Being the chairman of the Aboriginal Disability Network of NSW (ADN) brings a great feeling of pride and honour to represent on this level with my other colleagues as a collective voice on behalf of indigenous Australians with a disability.
One opportunity that arose through the ADN was a portrait photo session with Belinda Mason, an Australian world renowned photographer to be in her exhibition of indigenous Australians with a disability titled Unfinished Business.
This led to me getting a call to represent the exhibition on its first stop in the United Nations in Geneva, Switzerland for a week with my wife Amy, and Luke O’Connell, an ADN representative.
When I told Amy, my fiancée at the time, she was ecstatic with joy and suggested we drop our wedding plans for the 30 November this year and elope overseas.So we planned to extend the trip for a further two weeks, one in Florence, Italy and another in Paris, France.
Before the trip, the whole idea of how we were going to deal with being on a plane for 20-odd hours, using foreign disability hire equipment, the functionality of our hotel rooms, my wheelchair coping in thousand-year-old cities with cobblestones and general access, etc.
We hadn’t really done anything like this in Australia – let alone overseas – since I’ve been in a wheelchair, but it all worked out in the end and I wouldn’t have changed a thing. I could count on one hand the amount of times where access was an issue (generally out on the streets), but don’t get me wrong – it was a bit bumpy here and there and a lot of restaurants in all three countries have outside dining if you can’t get in.
The United Nations was an eye-opener, seeing all the people from different walks of life in there for various reasons.

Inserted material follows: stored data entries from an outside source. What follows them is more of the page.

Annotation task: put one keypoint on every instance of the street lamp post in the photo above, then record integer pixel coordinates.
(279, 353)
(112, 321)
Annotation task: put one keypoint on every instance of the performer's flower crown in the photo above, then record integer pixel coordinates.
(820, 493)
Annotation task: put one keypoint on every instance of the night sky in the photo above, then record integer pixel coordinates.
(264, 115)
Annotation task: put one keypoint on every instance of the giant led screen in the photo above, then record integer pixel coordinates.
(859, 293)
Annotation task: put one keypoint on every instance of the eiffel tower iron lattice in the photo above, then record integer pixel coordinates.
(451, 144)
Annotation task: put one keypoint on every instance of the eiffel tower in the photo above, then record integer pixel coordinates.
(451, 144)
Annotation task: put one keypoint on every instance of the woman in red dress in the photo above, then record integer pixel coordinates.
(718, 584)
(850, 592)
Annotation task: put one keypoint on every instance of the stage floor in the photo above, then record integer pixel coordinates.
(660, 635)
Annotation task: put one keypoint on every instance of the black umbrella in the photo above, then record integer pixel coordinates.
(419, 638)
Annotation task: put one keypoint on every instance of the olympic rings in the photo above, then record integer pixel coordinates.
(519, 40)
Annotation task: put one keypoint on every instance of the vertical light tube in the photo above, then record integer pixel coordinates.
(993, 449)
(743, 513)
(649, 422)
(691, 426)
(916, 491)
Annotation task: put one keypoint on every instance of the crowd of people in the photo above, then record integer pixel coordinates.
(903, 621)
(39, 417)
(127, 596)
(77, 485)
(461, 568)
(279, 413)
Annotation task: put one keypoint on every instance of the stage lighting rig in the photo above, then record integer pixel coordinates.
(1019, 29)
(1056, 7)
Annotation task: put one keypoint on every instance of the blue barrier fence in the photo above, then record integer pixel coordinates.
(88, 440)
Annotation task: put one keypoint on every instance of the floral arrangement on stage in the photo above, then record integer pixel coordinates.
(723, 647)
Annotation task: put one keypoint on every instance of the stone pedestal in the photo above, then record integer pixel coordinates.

For example, the US Secretary of State John Kerry was there handling the Syria issues
The exhibition itself was an awesome display with the lit-up 3D lenticular prints and so many powerful stories accompanying the portraits.
I ran into Ellen Walker from the International Disability Alliance (www.internationaldisabilityalliance.org/en) and we sat down and wrote down a resolution together on indigenous peoples with a disability, which will hopefully that pass the next council.
Florence, Italy was the highlight because I got to marry Amy my partner of 12 years up on Piazzale Michelangelo, overlooking the whole city of Florence. It was magic. The city, food, people, hospitality, architecture and art set the bar. The grotto on the back of our hotel was where Michelangelo studied as a nine-year-old boy in the first school of arts in the world.
Paris, France was amazing – so flat and smooth. We would walk/roll to a destination then all throughout Paris they have bike port stations, so we ride back to the hotel. The look on some people’s faces with me zooming through Paris with my lights on and Amy tailing behind was funny. At most destinations, like the Louvre or Eiffel Tower, I would get shown to the front of the line, which was great, especially to see the Mona Lisa painting where being in a wheelchair you have your own viewing section right up close.
It was a great experience and we are already conjuring up our next trip.
Jake Briggs is a 28-year-old Aboriginal man from the Central Coast. He became a quadriplegic after a diving accident in 2010. Jake is an assistant contracts administrator for Brookfield Multiplex construction company and a qualified carpenter. He says he has a lot of career goals ahead of him in the building industry even if he’s not swinging a hammer anymore. Jake is also the chairman of the Aboriginal Disability Network of NSW, which he is very proud to be a part of, as a Wonnarua/ Kamilaroi man. He says it is really rewarding trying to build better outcomes for Aboriginal people with a disability.